Deborah Voss (“Voss”) owned several businesses in Liverpool, New York and used CH Insurance Brokerage Services (“CHI”) as her insurance broker to purchase property insurance, professional liability coverage and business interruption insurance for her businesses. CHI and Voss began their relationship in 2004 when CHI recommended Voss obtain a comprehensive policy that afforded $75,000 in coverage for business interruption losses.
In 2006, Voss purchased a new building that was double the square footage of her prior space and moved all three of her businesses into this one building. As part of the move, Voss again discussed her insurance needs with CHI and the policy was ultimately renewed with the $75,000 in business interruption coverage. Shortly thereafter, the property experienced multiple problems with the roof and Voss temporarily closed the businesses. In the midst of the problems in 2007, Voss met with CHI to discuss the renewal of her policy. The policy was renewed but her business interruption limits were lowered to $30,000.
In 2008, Voss sued CHI for its failure to advise her as to the proper limits of the business interruption coverage. CHI moved for summary judgment contending that no special relationship existed between the parties, and in the absence of a specific request by Voss for coverage, CHI could not be liable for failing to recommend or obtain higher limits. The trial court granted CHI’s motion for summary judgment and the Appellate Division affirmed holding that, although a triable question of fact was raised as to whether a special relationship existed, it was irrelevant because any breach by CHI was not a proximate cause of Voss’ loss, which arose from the insurer’s late payment of the claims and Voss’ awareness of the policy limits.
The Court of Appeals reversed. The Court first acknowledged the general rule in New York is that insurance brokers “have a common-law duty to obtain requested coverage for their clients and they have no continuing duty to advise, guide or direct a client to obtain additional coverage.” However, it went on to explain that when a special relationship exists between the broker and client, there can be a liability even without a special request for coverage. The three situations where a special relationship may exist are where: (1) the broker receives compensation for services beyond commission; (2) there is a question regarding coverage with the client relying on the expertise of the broker; and (3) there is a course of dealing over time that puts the broker on notice that their advice is being especially relied upon by the client.
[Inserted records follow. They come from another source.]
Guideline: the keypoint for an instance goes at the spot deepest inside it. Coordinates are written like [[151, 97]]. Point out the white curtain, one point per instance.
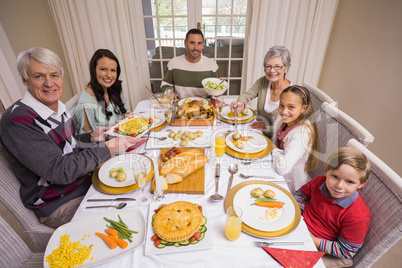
[[83, 26], [303, 26]]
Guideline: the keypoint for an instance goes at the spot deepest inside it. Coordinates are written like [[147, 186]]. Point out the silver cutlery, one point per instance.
[[217, 196], [268, 244], [233, 168], [112, 199], [118, 206]]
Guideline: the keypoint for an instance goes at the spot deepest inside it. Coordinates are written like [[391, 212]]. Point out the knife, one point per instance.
[[115, 199], [266, 244]]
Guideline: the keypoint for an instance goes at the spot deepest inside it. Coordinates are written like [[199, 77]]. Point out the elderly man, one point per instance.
[[186, 72], [38, 133]]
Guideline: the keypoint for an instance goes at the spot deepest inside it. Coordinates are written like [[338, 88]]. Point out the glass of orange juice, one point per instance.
[[233, 223], [220, 143]]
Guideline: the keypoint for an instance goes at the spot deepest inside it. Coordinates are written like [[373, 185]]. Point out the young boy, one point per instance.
[[335, 214]]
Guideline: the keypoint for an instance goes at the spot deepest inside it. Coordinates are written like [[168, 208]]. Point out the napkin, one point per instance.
[[294, 258], [137, 145]]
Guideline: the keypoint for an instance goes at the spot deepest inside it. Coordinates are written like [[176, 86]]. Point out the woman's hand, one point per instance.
[[260, 125], [238, 105], [99, 134], [121, 144]]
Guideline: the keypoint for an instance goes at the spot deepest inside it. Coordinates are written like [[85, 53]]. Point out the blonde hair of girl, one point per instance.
[[314, 141]]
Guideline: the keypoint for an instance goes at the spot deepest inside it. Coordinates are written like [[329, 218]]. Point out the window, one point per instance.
[[223, 23]]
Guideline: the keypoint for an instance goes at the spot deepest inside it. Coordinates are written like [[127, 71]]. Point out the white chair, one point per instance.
[[335, 129], [10, 197], [383, 195], [13, 250], [318, 96]]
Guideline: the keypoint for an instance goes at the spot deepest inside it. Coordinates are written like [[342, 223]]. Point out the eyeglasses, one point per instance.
[[277, 67]]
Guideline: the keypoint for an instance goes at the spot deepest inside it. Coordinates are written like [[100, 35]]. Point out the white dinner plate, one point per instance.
[[252, 214], [150, 249], [124, 161], [226, 110], [199, 142], [86, 228], [204, 101], [256, 143], [111, 131]]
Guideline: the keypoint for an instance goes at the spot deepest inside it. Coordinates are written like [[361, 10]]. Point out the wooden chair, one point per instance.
[[13, 250], [335, 129], [383, 195], [10, 197]]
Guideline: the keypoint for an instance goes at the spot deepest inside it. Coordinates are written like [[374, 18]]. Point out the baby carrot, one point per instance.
[[110, 242], [120, 242], [270, 204], [111, 232]]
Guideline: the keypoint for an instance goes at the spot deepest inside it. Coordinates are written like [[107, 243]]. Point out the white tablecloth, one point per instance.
[[239, 253]]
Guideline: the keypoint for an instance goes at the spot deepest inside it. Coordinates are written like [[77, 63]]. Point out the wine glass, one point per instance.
[[140, 176]]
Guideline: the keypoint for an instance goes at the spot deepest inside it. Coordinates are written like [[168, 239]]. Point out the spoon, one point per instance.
[[245, 176], [217, 196], [233, 168], [118, 206]]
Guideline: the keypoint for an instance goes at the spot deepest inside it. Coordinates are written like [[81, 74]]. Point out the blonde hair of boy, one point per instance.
[[349, 156]]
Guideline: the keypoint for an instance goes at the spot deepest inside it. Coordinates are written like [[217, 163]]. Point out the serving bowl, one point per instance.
[[214, 92]]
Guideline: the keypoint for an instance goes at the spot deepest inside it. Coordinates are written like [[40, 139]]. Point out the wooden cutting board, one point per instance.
[[193, 184]]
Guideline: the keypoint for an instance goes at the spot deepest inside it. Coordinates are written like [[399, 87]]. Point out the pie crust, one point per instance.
[[177, 221]]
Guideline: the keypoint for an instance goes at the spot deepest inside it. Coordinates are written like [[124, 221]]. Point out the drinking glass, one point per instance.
[[233, 223], [140, 176], [220, 143]]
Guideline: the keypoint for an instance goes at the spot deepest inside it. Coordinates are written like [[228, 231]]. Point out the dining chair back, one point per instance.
[[318, 96], [13, 250], [335, 129], [383, 196], [10, 197]]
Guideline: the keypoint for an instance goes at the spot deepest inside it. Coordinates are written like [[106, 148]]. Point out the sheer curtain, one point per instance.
[[303, 27], [83, 26]]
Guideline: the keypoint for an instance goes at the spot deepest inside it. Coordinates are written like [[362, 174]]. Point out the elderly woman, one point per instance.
[[268, 89], [101, 103]]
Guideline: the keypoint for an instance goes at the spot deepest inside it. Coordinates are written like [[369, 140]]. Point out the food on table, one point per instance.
[[123, 232], [193, 109], [69, 254], [269, 194], [182, 165], [214, 85], [179, 222], [257, 192], [270, 214], [135, 126]]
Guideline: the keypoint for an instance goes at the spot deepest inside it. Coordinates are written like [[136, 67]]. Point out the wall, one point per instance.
[[27, 24], [363, 68]]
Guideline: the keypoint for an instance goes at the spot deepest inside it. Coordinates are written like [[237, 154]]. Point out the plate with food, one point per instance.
[[118, 172], [199, 139], [226, 112], [134, 126], [193, 233], [83, 233], [265, 208], [200, 100], [246, 141]]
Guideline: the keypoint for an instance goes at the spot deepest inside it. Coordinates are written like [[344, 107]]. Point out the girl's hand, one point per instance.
[[260, 125]]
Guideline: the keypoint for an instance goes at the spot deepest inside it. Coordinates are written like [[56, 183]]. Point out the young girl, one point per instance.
[[296, 137]]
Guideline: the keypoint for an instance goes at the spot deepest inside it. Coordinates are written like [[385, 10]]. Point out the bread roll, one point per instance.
[[173, 178]]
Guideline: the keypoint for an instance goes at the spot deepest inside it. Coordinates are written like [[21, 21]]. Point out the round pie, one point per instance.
[[134, 126], [177, 221]]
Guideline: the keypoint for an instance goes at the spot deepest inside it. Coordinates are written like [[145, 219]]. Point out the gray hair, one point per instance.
[[44, 56], [278, 51]]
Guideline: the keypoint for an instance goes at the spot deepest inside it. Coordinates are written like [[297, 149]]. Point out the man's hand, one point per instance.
[[99, 134]]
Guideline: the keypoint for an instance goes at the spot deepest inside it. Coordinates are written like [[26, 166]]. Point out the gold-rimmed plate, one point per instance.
[[245, 156], [103, 188], [265, 234]]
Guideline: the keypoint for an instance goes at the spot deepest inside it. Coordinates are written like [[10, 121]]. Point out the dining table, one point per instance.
[[220, 252]]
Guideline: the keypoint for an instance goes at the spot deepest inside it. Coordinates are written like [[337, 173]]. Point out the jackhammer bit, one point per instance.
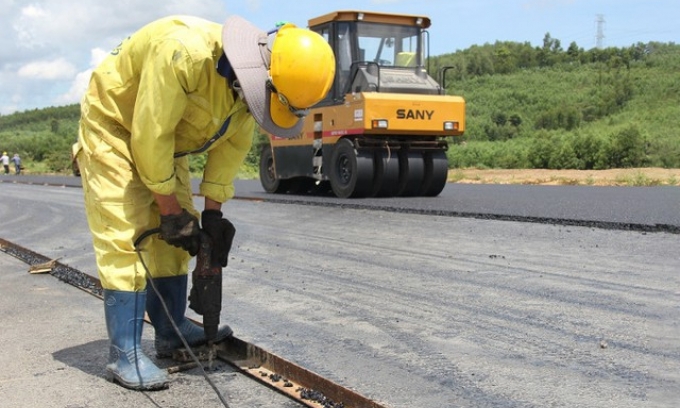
[[205, 296]]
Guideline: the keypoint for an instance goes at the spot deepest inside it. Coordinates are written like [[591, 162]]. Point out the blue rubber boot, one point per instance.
[[128, 365], [174, 293]]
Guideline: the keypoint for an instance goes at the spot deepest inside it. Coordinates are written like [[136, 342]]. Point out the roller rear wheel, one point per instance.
[[436, 173], [351, 171]]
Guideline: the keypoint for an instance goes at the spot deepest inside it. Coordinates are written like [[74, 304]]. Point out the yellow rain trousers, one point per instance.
[[157, 94]]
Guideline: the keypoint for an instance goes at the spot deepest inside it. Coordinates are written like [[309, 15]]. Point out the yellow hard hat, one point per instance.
[[301, 73]]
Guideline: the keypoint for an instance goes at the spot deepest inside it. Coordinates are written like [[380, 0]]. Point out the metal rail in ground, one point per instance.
[[291, 380]]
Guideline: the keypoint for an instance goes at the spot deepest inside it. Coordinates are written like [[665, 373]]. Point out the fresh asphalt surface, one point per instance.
[[487, 296], [635, 208]]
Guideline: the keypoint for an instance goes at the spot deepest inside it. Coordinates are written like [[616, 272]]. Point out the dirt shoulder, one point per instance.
[[615, 177]]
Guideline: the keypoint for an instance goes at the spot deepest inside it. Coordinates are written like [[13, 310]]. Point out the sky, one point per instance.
[[48, 48]]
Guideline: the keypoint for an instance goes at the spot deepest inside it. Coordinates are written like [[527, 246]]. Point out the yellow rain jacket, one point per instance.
[[157, 94]]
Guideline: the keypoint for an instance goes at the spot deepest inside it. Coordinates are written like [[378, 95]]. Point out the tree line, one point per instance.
[[527, 107]]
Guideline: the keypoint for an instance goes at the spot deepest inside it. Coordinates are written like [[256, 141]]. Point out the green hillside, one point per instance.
[[543, 107], [527, 107]]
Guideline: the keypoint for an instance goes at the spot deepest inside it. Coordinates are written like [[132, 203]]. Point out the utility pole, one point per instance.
[[599, 38]]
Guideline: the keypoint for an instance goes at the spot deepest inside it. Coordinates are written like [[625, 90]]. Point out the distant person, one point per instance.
[[5, 162], [17, 163]]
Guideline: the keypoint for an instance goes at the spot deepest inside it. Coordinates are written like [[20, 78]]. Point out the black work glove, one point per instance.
[[181, 230], [221, 233]]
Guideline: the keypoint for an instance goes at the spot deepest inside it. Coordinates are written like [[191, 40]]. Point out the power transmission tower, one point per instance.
[[599, 38]]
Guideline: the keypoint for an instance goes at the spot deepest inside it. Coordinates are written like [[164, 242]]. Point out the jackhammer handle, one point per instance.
[[146, 234]]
Applying that standard, the Court found that CHI failed to establish it was entitled to summary judgment because it did not submit sufficient evidence demonstrating the absence of a special relationship. Moreover, the Court held that Voss raised a triable issue of fact-based upon her alleged reliance upon CHI’s expertise with respect to business interruption insurance, and contrary to the determinations of the Appellate Division, proximate cause was not negated by the fact that Voss was aware of the policy limits of that the insurer was late in paying the claims.